Si è votato per eleggere i membri del Congresso, organo legislativo statunitense. Oltre al suo valore intrinseco, il voto di midterm assume un forte carattere di giudizio sull’operato del Presidente che sembra sempre meno amato dal popolo a stelle e strisce. I risultati usciti questa notte hanno dimostrato tale svolta: dopo otto anni, i repubblicani hanno ottenuto la maggioranza all'intero Congresso, strappando il Senato ai democratici: un colpo bassissimo per il Presidente Obama. 

Prima di arrivare a questo delicato contesto, i democratici hanno fatto di tutto per riconquistare le parti dell’elettorato più indecise. Giovani in primis. Il tema che sembrava potesse giocare a loro favore era la questione-marijuana: in Alaska, infatti, si è deciso con un referendum di legalizzarne il consumo a uso “ricreativo” (e non solo terapeutico). L’Alaska è così il terzo stato americano (dopo Colorado e Washington) a riconoscerne l’utilizzo, insieme a Washington Dc e Oregon.

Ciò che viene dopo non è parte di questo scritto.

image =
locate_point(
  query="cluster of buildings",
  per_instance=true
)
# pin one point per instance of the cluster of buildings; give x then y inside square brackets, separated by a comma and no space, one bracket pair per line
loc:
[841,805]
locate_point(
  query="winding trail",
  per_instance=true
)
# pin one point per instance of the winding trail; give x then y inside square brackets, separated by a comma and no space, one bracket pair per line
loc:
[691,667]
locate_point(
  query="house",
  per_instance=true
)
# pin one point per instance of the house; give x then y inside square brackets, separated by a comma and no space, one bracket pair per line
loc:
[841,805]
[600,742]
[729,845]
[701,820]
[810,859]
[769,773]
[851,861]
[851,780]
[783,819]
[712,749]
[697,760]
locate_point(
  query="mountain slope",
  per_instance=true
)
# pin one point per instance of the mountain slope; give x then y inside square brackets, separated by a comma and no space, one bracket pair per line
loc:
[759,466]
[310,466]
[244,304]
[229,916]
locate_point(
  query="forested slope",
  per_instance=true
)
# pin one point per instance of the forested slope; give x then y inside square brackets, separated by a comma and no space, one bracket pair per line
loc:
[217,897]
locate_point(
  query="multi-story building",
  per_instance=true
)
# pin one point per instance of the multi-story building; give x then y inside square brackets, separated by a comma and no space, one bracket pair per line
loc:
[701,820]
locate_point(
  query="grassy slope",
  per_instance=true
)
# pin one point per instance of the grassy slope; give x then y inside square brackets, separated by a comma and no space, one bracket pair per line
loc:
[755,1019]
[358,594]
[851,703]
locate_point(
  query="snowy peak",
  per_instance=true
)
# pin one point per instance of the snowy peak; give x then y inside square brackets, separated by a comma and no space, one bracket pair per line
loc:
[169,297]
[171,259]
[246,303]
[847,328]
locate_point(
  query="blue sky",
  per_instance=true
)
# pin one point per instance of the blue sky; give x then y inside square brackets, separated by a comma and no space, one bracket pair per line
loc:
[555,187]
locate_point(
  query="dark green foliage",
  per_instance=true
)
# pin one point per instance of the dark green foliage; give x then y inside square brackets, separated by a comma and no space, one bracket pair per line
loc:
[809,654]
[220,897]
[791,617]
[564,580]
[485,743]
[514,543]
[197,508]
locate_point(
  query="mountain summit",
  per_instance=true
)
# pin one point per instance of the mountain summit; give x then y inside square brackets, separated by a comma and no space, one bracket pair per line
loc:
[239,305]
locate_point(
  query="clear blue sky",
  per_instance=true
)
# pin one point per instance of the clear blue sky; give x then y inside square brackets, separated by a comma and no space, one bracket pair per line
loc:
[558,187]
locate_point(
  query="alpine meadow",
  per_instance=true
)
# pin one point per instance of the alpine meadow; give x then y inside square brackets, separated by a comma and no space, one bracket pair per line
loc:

Alcuni democratici pensavano di aver trovato la giusta strategia, spingendo in questo modo a votare anche i più giovani, solitamente poco abituati a dire la propria nella competizione elettorale. In effetti, la battaglia pro-marijuana sembrava potesse essere un punto a favore dei candidati democratici. Ma non è stato così. Alcuni dati emersi qualche settimana fa su FiveThirtyEight hanno riportato un dato di fatto: nelle ultime elezioni in cui si è discusso di questo tema (Colorado e Washington), la percentuale di young voters è rimasta comunque bassa. In particolare, si è registrato un aumento (in media) dello 0,1% della partecipazione dei giovani dai 18 ai 29 anni. 

Anche il sindaco di Roma, Ignazio Marino, ha recentemente affermato di essere «favorevole alla cannabis per uso medico o personale», auspicando che si possa aprire «un dibattito per arrivare a una riforma delle leggi». Ma basta questo per far tornare nei giovani l’interesse (e, di conseguenza, l'amore) per la politica?